Some regions move the start rate for RNs an average of 6%
every six months. Recently, in two very different parts of
the country (New Orleans and Boston), Imaging Tech start
rates jumped $4.00 overnight. Starting Pharmacists with no
experience command starting salaries over $70,000. Hiring
and retention bonuses, some over $10,000, are more the norm
than the exception.
In an unprecedented move, Republican Governor George Pataki
of New York worked side by side with Dennis Rivera, the
outspoken leader of New York's Healthcare 1199 SEIU union,
to develop and pass a $1.8 billion healthcare funding
package. This package directly subsidizes healthcare worker
salaries and helps in the recruitment and retention efforts
of hospitals and nursing homes. The package also guarantees
no Medicaid reimbursement rate cuts for the next three
years. This is a dramatic change in political strategy that
only reinforces the critical nature of this issue.
The US Department of Labor recently released its report on
healthcare costs for 2001. While the CPI for the country
rose 1.6% on average in 2001 and 3.4% in 2000, the
healthcare CPI rose 4.7% in 2001 and 4.2% in 2000. The two
areas that influenced this healthcare CPI rise are
prescription drug costs and overall hospital service costs,
primary compensation. Between 60% and 70% of a hospital's
expense budget is directly impacted by labor costs.
Hospital service costs rose 7.1% in 2001 and 6.2% in 2000.

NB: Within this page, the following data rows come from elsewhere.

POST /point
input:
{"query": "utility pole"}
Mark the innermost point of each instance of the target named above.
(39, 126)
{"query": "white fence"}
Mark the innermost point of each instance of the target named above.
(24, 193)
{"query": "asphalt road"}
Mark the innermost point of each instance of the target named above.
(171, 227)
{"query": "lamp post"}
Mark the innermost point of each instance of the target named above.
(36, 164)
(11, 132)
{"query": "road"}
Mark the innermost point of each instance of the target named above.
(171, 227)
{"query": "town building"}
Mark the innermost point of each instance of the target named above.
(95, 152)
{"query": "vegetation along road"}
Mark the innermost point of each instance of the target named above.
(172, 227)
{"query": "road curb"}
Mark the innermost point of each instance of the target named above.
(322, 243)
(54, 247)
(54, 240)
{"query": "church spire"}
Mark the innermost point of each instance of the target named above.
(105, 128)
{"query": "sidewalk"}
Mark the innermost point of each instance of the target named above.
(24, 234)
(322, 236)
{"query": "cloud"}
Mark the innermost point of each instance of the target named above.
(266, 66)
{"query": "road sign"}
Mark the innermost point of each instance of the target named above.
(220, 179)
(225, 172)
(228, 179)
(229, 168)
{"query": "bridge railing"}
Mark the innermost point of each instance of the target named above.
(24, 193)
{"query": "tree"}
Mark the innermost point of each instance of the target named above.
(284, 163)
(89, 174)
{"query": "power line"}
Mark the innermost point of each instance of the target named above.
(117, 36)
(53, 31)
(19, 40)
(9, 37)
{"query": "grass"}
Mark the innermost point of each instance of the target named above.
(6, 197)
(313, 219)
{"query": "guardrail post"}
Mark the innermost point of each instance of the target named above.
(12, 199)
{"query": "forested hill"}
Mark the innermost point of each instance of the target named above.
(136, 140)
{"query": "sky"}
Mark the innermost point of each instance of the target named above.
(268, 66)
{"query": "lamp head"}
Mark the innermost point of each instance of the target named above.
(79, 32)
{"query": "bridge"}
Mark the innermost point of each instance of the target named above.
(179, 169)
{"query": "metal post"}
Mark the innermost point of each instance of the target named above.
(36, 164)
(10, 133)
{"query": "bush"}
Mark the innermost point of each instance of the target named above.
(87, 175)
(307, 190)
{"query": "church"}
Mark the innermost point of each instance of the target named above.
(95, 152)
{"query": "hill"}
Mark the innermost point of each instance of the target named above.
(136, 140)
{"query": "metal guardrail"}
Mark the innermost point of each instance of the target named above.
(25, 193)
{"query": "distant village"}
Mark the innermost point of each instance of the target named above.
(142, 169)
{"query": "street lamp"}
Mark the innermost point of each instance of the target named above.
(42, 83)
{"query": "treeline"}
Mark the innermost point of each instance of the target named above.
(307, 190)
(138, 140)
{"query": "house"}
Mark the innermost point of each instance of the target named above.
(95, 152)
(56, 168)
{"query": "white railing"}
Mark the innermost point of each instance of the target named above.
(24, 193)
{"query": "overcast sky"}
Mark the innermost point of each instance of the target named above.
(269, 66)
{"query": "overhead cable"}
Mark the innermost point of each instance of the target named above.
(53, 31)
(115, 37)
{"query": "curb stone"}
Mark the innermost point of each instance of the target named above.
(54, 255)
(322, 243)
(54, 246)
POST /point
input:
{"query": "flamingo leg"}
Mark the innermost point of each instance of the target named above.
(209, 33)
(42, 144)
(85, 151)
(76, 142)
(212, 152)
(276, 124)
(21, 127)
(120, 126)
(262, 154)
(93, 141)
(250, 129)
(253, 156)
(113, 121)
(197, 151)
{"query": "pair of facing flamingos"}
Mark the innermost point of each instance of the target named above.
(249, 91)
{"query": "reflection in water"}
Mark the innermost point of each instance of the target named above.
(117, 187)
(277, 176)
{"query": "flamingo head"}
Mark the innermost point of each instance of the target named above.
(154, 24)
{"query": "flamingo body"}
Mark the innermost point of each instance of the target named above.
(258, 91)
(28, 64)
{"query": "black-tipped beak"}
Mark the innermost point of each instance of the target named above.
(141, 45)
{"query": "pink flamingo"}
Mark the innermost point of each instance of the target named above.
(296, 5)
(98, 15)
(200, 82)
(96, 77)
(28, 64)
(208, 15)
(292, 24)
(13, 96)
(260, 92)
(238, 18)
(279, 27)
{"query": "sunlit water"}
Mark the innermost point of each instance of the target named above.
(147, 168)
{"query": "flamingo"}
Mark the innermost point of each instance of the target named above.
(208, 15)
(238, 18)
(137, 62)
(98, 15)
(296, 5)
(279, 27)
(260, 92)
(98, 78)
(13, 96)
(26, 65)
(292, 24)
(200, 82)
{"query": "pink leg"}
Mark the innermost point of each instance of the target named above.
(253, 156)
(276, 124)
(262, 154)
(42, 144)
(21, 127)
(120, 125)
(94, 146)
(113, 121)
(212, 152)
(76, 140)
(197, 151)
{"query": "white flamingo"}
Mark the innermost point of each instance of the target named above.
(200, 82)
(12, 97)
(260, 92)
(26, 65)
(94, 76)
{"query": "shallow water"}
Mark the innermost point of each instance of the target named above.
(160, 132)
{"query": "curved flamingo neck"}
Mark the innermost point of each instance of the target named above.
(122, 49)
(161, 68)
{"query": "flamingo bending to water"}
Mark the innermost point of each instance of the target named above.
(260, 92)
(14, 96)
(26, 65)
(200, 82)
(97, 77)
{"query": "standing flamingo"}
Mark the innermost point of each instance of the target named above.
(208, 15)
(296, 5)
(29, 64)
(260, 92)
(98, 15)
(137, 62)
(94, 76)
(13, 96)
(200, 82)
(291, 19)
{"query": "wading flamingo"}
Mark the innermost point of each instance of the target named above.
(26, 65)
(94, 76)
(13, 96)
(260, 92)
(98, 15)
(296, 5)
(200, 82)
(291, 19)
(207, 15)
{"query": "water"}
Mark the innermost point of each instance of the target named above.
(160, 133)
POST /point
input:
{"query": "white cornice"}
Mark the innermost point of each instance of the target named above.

The impact of this is dramatic. Watson Wyatt Worldwide
predicts that healthcare benefit costs to American business
will increase over 15% in 2002. A large part of this
increase can be directly tied back to the inflationary
spiral of healthcare labor costs.
The future does not look promising. Approximately 50% of
Astron Solutions' client base is healthcare related
organizations. We see increased activity in conducting
market surveys for clients. Human Resource departments are
under constant pressure to respond to department and line
management requests for additional staff. Community Boards
complain to top management that services are not
satisfactory. The Federal government is entertaining budget
cuts in Medicare reimbursements.
There is some hope for the future, however. Recent studies
show a 3.5% increase in Nursing school enrollments, the
first increase in several years. Major corporations, like
Johnson & Johnson, have joined forces with healthcare
organizations to market healthcare professions to high
school students. State hospital associations focus on how to
make the profession more attractive.
Yet in the short-term, we anticipate continued wage
inflation in the healthcare industry. This will have a
profound impact on the cost of healthcare benefit programs.